Stimuli-Responsive Supramolecular Hydrogels with High Extensibility and Fast Self-Healing via Precoordinated Mussel-Inspired Chemistry

Supramolecular hydrogels have the advantages of stimuli responsiveness and self-healing compared to covalently cross-linked hydrogels. However, the existing supramolecular hydrogels are usually poor in mechanical properties, especially in extensibility. In addition, these supramolecular hydrogels need a long self-healing time and have a low self-healing efficiency. In this manuscript, we report a novel strategy to develop highly extensible and fast self-healing supramolecular hydrogels by using precoordinated mussel-inspired catechol-Fe3+ complexes as dynamic cross-linkers.
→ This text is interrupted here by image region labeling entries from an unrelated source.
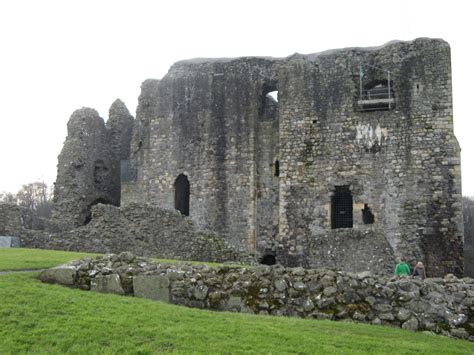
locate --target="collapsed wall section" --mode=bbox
[278,39,463,275]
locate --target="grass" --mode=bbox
[0,248,97,270]
[0,249,474,354]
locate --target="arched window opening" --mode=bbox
[174,174,190,216]
[94,159,109,185]
[83,198,112,225]
[357,80,395,111]
[260,254,276,265]
[362,203,375,224]
[331,186,353,229]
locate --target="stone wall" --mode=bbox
[278,39,463,275]
[21,204,251,262]
[462,197,474,277]
[0,203,24,237]
[122,58,278,252]
[40,253,474,341]
[52,100,133,231]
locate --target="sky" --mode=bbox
[0,0,474,196]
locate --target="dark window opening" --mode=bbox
[84,198,112,225]
[174,174,190,216]
[260,254,276,265]
[331,186,353,229]
[357,79,395,111]
[362,203,375,224]
[275,160,280,176]
[94,159,109,184]
[258,84,278,121]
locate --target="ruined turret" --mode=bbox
[106,99,133,205]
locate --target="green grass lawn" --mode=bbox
[0,249,474,354]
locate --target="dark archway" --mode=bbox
[331,186,353,229]
[174,174,190,216]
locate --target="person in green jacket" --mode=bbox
[393,258,411,277]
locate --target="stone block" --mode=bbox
[39,265,76,286]
[0,236,20,248]
[91,274,125,295]
[133,275,170,303]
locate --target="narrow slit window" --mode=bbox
[174,174,190,216]
[331,186,353,229]
[275,160,280,176]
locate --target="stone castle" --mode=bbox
[47,38,463,276]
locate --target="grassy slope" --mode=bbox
[0,252,474,354]
[0,248,97,270]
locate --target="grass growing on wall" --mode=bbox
[0,249,474,354]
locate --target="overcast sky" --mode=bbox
[0,0,474,196]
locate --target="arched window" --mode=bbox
[174,174,190,216]
[275,160,280,176]
[331,186,353,229]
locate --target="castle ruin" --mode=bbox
[49,38,463,276]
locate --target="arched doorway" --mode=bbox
[174,174,190,216]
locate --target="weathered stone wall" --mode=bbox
[52,100,133,230]
[116,39,463,275]
[40,253,474,341]
[21,204,250,262]
[49,38,463,276]
[462,197,474,277]
[0,203,24,237]
[123,58,277,250]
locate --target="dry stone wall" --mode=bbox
[40,253,474,341]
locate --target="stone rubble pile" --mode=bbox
[40,252,474,341]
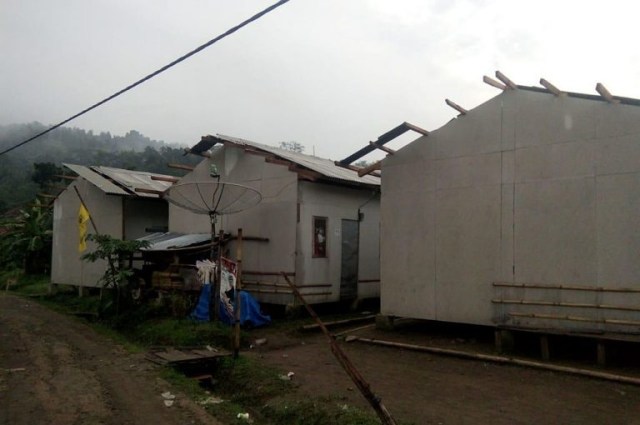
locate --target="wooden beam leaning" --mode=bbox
[358,160,382,177]
[496,71,518,90]
[444,99,469,115]
[333,161,380,177]
[596,83,620,104]
[167,164,196,171]
[151,176,179,183]
[369,142,396,155]
[482,75,507,90]
[134,187,164,196]
[540,78,564,96]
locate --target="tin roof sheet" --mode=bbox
[62,164,130,195]
[63,164,171,198]
[137,232,211,251]
[216,134,380,186]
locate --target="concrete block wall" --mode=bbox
[381,90,640,329]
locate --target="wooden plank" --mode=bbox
[167,164,195,171]
[358,161,382,177]
[493,282,640,293]
[596,83,620,104]
[496,71,518,90]
[444,99,469,115]
[151,176,180,183]
[369,142,396,155]
[540,78,564,96]
[491,299,640,311]
[482,75,507,90]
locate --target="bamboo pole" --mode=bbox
[507,313,640,326]
[282,273,396,425]
[493,282,640,293]
[233,228,242,359]
[491,299,640,311]
[349,336,640,385]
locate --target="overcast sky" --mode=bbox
[0,0,640,159]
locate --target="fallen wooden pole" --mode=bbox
[282,272,397,425]
[348,335,640,385]
[302,314,376,331]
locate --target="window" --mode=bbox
[313,217,327,258]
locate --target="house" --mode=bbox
[51,164,172,289]
[168,135,380,305]
[381,80,640,335]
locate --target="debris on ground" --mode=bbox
[198,396,224,406]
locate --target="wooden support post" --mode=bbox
[482,75,507,90]
[369,142,396,155]
[151,176,179,183]
[358,161,382,177]
[212,229,224,320]
[596,340,607,366]
[596,83,620,104]
[233,228,242,359]
[167,164,195,171]
[282,272,397,425]
[444,99,469,115]
[540,335,551,362]
[540,78,563,96]
[496,71,518,90]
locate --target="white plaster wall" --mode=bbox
[296,182,379,303]
[51,178,122,287]
[381,90,640,331]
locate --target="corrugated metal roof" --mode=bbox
[216,134,380,186]
[63,164,171,198]
[62,164,129,195]
[93,166,171,197]
[137,232,211,251]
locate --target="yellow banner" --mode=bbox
[78,203,89,252]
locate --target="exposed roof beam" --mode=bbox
[496,71,518,90]
[151,176,180,183]
[134,187,164,196]
[540,78,564,96]
[358,161,382,177]
[340,122,429,164]
[444,99,469,115]
[482,75,507,90]
[596,83,620,103]
[167,164,195,171]
[333,161,380,177]
[369,142,396,155]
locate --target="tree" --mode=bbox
[80,234,149,314]
[280,141,305,153]
[0,199,53,274]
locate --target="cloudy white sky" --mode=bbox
[0,0,640,159]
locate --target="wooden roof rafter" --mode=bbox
[335,121,429,170]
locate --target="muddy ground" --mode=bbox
[0,294,640,425]
[0,293,219,425]
[253,318,640,425]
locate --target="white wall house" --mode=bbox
[51,164,170,287]
[381,86,640,334]
[169,135,380,305]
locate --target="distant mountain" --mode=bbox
[0,122,200,211]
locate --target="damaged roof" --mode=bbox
[137,232,211,251]
[62,164,171,198]
[191,134,380,186]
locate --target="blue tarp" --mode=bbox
[220,291,271,328]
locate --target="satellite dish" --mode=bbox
[162,181,262,259]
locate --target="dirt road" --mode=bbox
[256,322,640,425]
[0,293,219,425]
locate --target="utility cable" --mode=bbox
[0,0,289,156]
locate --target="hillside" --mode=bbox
[0,122,199,212]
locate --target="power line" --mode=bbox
[0,0,289,156]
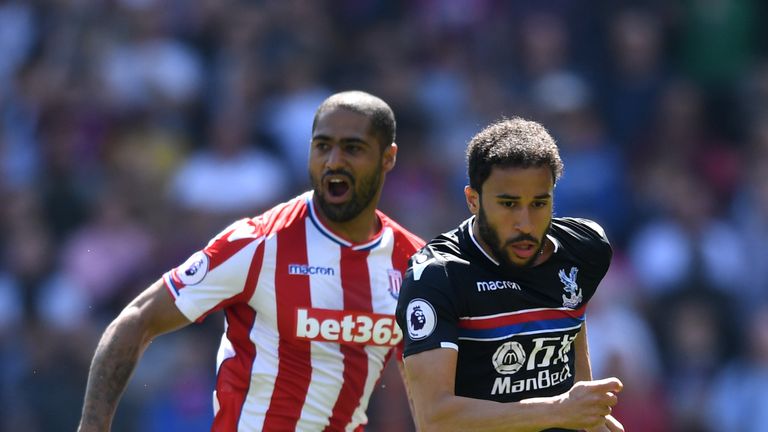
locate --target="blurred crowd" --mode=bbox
[0,0,768,432]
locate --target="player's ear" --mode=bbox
[381,143,397,172]
[464,185,480,215]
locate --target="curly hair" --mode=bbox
[467,117,563,192]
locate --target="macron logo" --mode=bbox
[288,264,336,276]
[477,281,521,292]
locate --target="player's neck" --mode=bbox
[315,205,381,244]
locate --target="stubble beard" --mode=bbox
[477,202,552,269]
[310,170,381,223]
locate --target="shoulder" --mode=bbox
[407,226,468,281]
[376,210,426,251]
[551,217,612,260]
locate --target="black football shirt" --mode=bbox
[396,218,612,432]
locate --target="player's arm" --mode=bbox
[78,280,190,432]
[573,321,624,432]
[404,348,621,432]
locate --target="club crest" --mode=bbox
[387,269,403,300]
[558,267,582,309]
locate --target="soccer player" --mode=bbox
[79,91,424,432]
[396,118,623,432]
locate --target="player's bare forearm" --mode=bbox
[78,308,146,432]
[78,280,189,432]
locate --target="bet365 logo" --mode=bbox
[296,308,403,346]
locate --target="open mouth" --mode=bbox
[509,242,538,258]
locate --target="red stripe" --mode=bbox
[211,304,256,432]
[325,248,373,431]
[212,238,264,432]
[459,305,586,330]
[262,218,312,432]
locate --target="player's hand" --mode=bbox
[560,378,624,432]
[584,415,625,432]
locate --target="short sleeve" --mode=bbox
[396,252,459,357]
[163,219,263,321]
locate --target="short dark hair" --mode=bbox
[312,90,396,151]
[467,117,563,192]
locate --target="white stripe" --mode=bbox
[296,220,344,430]
[459,323,581,341]
[238,236,279,430]
[440,342,459,351]
[354,227,397,430]
[176,241,260,321]
[459,307,575,321]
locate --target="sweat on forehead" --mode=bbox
[312,90,396,147]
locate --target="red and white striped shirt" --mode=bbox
[163,192,424,432]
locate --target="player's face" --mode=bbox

The hydrogel can be fabricated and cast into various shapes by one-step photo-crosslinking. Thus, fabricated hydrogels can be stretched beyond 10 times their original lengths, and the high extensibility can completely recover within a very short time (less than 20 min) even after the hydrogels are entirely cut apart. Utilizing the dynamic nature of supramolecular hydrogels, we can realize different mechanical behaviors, including strength, extensibility, and recoverability by varying the loading conditions. In addition, the hydrogels respond to multiple stimuli, including mechanical force, temperature, and certain chemicals because of the dynamic catechol-Fe3+ bond.